光のみで作るブラックホール「クーゲルブリッツ」は生成不可能
■クーゲルブリッツは理論的に生成不可能
Álvarez-Domínguez氏らの研究チームは、シュウィンガー効果を考慮してもクーゲルブリッツが生成可能であるのかを調べるための理論計算を行いました。クーゲルブリッツを生成するために必要なエネルギーの量は比較的単純に求められます。しかしこの理論計算で難しいのは、シュウィンガー効果によってエネルギーが逃げ出すスピードの計算です。 シュウィンガー効果で生成された電子や陽電子は、それ自体が新たな電場や磁場を与え、さらなるシュウィンガー効果を発生させます。この補正を求めるための計算が極めて複雑であることに難しさがあります。そこでÁlvarez-Domínguez氏らは、まずは大雑把な近似値を求めた後に、この近似値が妥当であるかを複数のアプローチで検討しました。 まず大雑把な近似値として、クーゲルブリッツを生成するために必要な電場の強度とエネルギー密度を算出しました。その結果、例えば半径1m以下のクーゲルブリッツを生成するためには、10の27乗ボルトの電圧(※4)と、1平方cmあたり10の79乗ワットものエネルギーの集中(※5)が必要であると分かりました。これほど極端な環境は、実験室はおろか、宇宙で起こる極端なエネルギー現象でさえ生み出すことができません。 さらに、これほど極端な環境を作り出せばシュウィンガー効果が発生するため、エネルギーが逃げ出してしまいます。Álvarez-Domínguez氏らは、クーゲルブリッツの半径を10のマイナス29乗mから10万km(10の8乗m)までの間で計算を行いました。すると、この範囲のどの大きさであっても、シュウィンガー効果によるエネルギーの漏れが多すぎるため、いくらエネルギーを投入してもそれ以上エネルギー密度が上がらない状態になることが分かりました。つまり、いくらエネルギーを投入しても、クーゲルブリッツは決して作ることができないということになります。 また、今回検討した範囲を外れていたとしても、クーゲルブリッツの生成は不可能であるようです。

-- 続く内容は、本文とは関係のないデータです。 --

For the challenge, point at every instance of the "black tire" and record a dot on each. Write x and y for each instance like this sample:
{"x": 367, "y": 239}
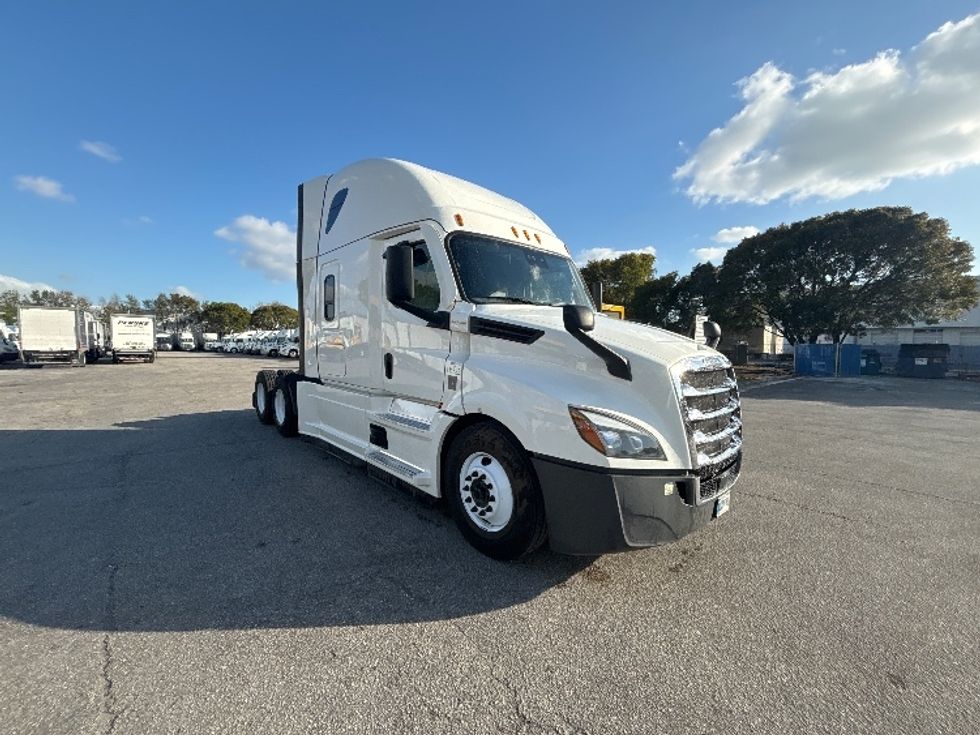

半径が10のマイナス29乗mより小さい場合、現状の物理学が破綻する長さの最小単位であるプランク長(約1.616×10のマイナス35乗m)に近づくため、精度の高い理論計算を行えません。また、現在の技術でレーザーを集中させることが可能な領域より、さらに数百億分の1以上も小さな領域となるため、実験室でも自然界でもこのような環境が生成される可能性はほぼないと言えます。 一方で半径が10万kmを超える場合は、シュウィンガー効果が無視できるほど小さくなるため、理論上は光のエネルギーのみでクーゲルブリッツを生成できます。しかしそれに必要なエネルギーの量は少なくとも10の53乗ジュールであり、クエーサーが数万年以上かけて放出するエネルギー量に匹敵します。数万年ではなく一瞬でこの量のエネルギーを放射し、1点に集中させる自然現象は知られていません(※6)。 これらのことから、Álvarez-Domínguez氏らは「光からブラックホールは生まれない(No black holes from light)」という強い表現を使ったタイトルの論文をPhysical Review Letters誌に投稿し、クーゲルブリッツを生成することは理論的に不可能であると結論付けています(※7)。